Morgan's Dimon to rivals: Back off from hiring


Bear brokers
By Evelyn Juan
Published: Mar 24, 2008 8:17 a.m. ET
(This article was originally published Friday)

James Dimon, JPMorgan Chase & Co.'s JPM, +0.73% chief executive, has asked some Wall Street chief executives to
hold off for now from hiring some Bear Stearns Cos. BSC, +1.54% financial advisors.

People familiar with Dimon's move said he placed calls to chief executives at rival firms including John Mack at Morgan
Stanley MS, +0.13% John Thain at Merrill Lynch & Co.

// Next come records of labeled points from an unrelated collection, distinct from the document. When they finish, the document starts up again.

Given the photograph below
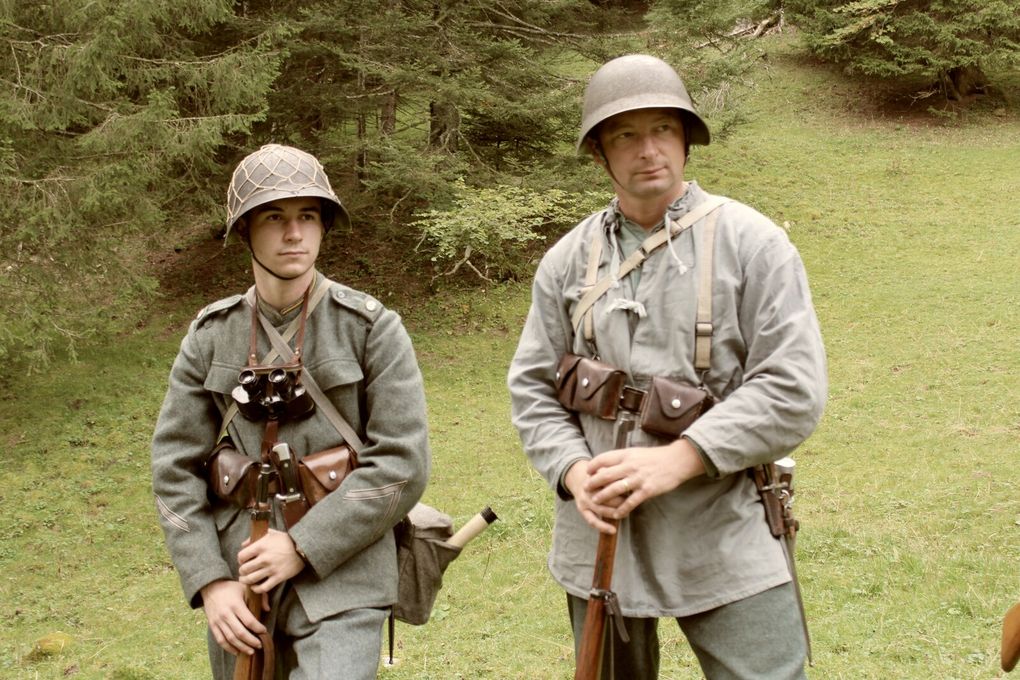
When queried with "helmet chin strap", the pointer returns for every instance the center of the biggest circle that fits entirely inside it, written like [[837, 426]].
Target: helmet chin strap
[[605, 161]]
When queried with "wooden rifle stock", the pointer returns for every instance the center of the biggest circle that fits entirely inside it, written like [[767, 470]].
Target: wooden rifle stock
[[594, 635], [261, 665], [601, 600]]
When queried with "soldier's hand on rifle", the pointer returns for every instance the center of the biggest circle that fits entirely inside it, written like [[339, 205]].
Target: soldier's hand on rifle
[[576, 482], [624, 478], [269, 561], [233, 626]]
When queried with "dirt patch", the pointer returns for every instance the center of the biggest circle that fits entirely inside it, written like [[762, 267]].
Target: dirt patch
[[202, 269]]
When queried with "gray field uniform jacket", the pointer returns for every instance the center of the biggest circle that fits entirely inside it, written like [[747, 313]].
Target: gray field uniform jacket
[[361, 357], [706, 543]]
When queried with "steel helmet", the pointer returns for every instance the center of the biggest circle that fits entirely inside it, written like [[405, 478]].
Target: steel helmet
[[638, 82], [274, 172]]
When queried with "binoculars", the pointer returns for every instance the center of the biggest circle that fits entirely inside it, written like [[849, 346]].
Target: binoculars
[[272, 393]]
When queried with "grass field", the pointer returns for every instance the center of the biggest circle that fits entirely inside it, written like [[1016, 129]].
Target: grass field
[[909, 492]]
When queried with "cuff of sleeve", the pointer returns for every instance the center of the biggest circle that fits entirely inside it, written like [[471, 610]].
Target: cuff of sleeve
[[561, 489], [711, 470]]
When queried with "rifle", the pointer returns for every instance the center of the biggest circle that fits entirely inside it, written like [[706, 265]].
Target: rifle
[[261, 665], [1010, 652], [602, 602]]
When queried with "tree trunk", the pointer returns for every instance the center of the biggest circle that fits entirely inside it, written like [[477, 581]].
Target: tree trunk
[[444, 126], [960, 83], [388, 117]]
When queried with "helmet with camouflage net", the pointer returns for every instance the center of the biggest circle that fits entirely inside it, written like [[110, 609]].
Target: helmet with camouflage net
[[638, 82], [277, 171]]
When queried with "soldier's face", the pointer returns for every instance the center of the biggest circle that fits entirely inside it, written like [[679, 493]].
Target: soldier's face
[[286, 234], [644, 150]]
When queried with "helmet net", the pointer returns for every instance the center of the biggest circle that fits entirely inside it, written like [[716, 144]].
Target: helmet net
[[271, 172]]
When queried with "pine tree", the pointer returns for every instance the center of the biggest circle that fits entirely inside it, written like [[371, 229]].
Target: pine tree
[[109, 123]]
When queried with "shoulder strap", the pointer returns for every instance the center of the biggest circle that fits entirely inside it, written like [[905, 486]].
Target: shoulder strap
[[703, 325], [595, 290], [328, 410]]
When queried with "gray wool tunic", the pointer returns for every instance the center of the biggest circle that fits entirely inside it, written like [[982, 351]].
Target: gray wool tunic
[[360, 355], [706, 543]]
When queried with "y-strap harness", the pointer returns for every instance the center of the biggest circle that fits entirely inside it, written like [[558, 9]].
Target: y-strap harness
[[582, 319]]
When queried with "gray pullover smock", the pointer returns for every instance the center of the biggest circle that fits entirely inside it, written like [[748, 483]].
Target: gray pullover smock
[[360, 355], [705, 543]]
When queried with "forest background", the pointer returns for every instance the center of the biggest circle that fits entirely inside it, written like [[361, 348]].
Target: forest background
[[882, 136]]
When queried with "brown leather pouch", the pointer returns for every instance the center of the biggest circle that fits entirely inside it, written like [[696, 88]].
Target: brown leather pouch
[[322, 471], [231, 475], [671, 407], [589, 385]]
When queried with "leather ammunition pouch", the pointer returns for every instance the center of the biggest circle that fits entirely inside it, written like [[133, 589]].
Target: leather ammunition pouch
[[232, 475], [670, 407], [321, 472], [589, 385], [665, 409]]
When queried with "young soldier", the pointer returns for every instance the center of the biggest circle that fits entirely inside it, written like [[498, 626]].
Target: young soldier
[[332, 574], [693, 542]]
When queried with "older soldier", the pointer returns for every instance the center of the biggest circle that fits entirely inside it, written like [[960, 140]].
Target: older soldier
[[693, 540], [329, 570]]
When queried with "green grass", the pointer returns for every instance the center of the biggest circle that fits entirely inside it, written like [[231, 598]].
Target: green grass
[[908, 492]]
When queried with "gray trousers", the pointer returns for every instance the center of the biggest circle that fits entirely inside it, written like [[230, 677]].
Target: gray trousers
[[756, 638], [345, 646]]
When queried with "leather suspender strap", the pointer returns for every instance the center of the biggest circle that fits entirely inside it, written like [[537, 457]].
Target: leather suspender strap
[[328, 410], [596, 290], [703, 325], [289, 332]]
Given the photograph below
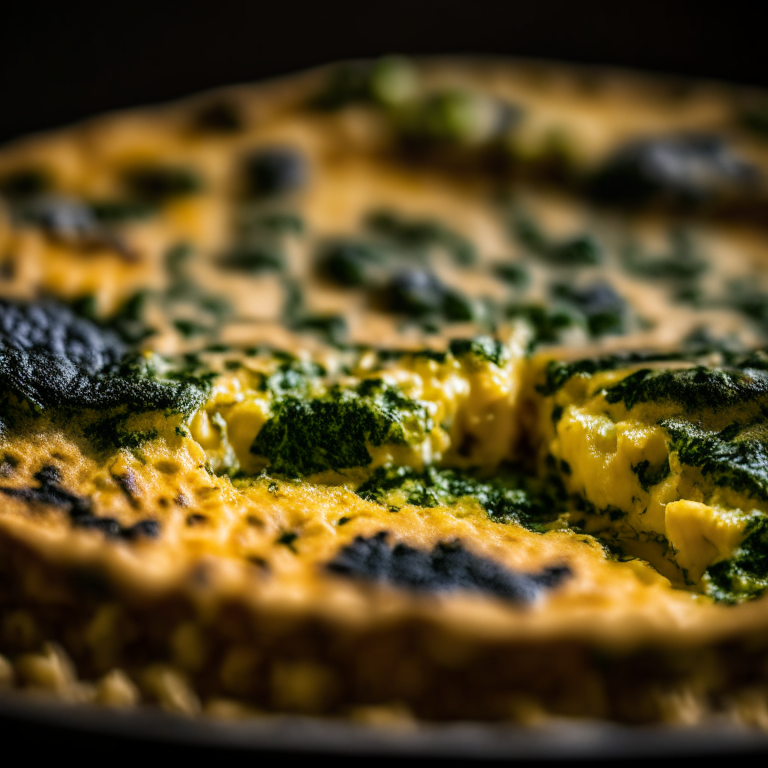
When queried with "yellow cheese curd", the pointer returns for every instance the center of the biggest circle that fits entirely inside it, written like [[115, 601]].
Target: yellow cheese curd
[[455, 409], [668, 459]]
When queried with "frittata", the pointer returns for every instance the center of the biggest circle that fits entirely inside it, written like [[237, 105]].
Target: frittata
[[397, 389]]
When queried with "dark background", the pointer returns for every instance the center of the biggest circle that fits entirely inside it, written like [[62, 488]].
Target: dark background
[[63, 62]]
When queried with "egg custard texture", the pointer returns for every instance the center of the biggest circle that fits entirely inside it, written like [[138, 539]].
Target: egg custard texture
[[396, 389]]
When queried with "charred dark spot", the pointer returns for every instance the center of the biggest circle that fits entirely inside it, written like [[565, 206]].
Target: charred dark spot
[[52, 358], [447, 567], [8, 466], [109, 526], [50, 493], [604, 310], [687, 169], [25, 182], [275, 171], [144, 529], [287, 539], [129, 486], [92, 583], [219, 117]]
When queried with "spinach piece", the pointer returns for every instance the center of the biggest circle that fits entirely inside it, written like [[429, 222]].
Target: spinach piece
[[350, 263], [25, 182], [255, 257], [547, 323], [648, 475], [333, 431], [728, 459], [745, 575], [683, 169], [577, 251], [514, 274], [558, 374], [482, 349], [432, 487], [683, 262], [271, 171], [694, 388], [418, 233], [420, 293], [220, 116], [387, 82], [604, 310]]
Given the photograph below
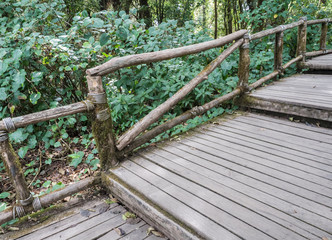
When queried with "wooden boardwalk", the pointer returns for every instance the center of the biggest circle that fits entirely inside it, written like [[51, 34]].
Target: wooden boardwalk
[[323, 62], [305, 95], [94, 219], [248, 177]]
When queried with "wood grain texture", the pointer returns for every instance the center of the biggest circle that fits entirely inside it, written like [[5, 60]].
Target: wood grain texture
[[269, 177], [132, 60]]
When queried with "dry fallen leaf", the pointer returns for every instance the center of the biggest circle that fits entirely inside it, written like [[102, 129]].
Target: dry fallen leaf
[[120, 232], [13, 229]]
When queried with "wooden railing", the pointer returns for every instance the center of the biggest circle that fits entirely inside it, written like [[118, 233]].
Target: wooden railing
[[110, 150]]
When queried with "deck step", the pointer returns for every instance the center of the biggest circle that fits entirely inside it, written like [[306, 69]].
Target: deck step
[[246, 176], [303, 95]]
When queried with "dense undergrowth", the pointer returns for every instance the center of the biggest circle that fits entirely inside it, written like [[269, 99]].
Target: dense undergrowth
[[43, 59]]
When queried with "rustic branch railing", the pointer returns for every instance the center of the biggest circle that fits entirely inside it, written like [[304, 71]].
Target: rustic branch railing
[[111, 151]]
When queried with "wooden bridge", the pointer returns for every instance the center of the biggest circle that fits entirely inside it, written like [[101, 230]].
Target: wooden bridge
[[248, 175]]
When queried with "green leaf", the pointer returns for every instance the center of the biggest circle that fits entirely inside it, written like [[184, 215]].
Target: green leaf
[[104, 39], [3, 94], [3, 206], [122, 33], [4, 195], [76, 158], [34, 98], [19, 135]]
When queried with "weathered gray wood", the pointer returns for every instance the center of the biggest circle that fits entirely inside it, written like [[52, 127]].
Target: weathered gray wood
[[244, 63], [308, 146], [219, 216], [318, 21], [146, 210], [316, 65], [278, 48], [46, 115], [132, 60], [102, 125], [180, 119], [218, 195], [208, 167], [89, 223], [158, 112], [170, 204], [13, 169], [269, 165], [289, 150], [126, 228], [98, 229], [65, 221], [50, 198], [276, 30], [301, 39]]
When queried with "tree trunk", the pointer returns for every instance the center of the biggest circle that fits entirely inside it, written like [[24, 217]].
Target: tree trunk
[[215, 19], [144, 12]]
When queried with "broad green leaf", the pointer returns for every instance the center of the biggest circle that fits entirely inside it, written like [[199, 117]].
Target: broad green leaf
[[3, 94]]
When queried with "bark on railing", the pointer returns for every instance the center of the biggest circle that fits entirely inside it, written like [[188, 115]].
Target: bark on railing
[[318, 21], [49, 114], [53, 197], [132, 60], [102, 125], [302, 40], [196, 111], [323, 36], [244, 62], [158, 112], [278, 48], [274, 73], [13, 167], [276, 30]]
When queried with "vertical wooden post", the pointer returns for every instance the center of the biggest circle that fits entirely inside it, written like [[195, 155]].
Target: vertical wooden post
[[13, 167], [278, 48], [302, 40], [102, 126], [323, 35], [244, 62]]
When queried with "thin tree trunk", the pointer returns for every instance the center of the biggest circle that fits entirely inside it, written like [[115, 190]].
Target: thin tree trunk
[[215, 19]]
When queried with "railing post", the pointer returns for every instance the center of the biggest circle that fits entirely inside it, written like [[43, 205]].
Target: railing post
[[102, 126], [278, 48], [244, 62], [302, 41], [323, 35]]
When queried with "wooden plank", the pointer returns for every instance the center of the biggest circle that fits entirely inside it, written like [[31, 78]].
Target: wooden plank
[[295, 134], [240, 224], [219, 177], [138, 234], [286, 94], [272, 170], [126, 228], [296, 98], [260, 180], [63, 224], [288, 161], [311, 128], [75, 229], [99, 229], [280, 140], [147, 209], [278, 146], [218, 195], [193, 219], [292, 108]]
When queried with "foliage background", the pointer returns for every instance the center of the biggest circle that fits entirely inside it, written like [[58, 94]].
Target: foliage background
[[46, 46]]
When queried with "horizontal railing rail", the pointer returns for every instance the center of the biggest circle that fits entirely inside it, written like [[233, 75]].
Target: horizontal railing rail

MER, +0.75% and Anthony DeChellis, head of private banking
Americas at Credit Suisse Group CSR, +37.38%

"He is asking everybody to lay off (from hiring Bear people) for a while," said a person familiar with Dimon's move. Dimon
is said to want time to come up with retention packages.

It is unclear whether the request to slow down hiring is only for brokers or whether it includes other employees such as
investment bankers and traders. A person familiar with Dimon's calls said he asked a handful of firms "that might be
appealing to his brokers" who are now being lured by rival firms.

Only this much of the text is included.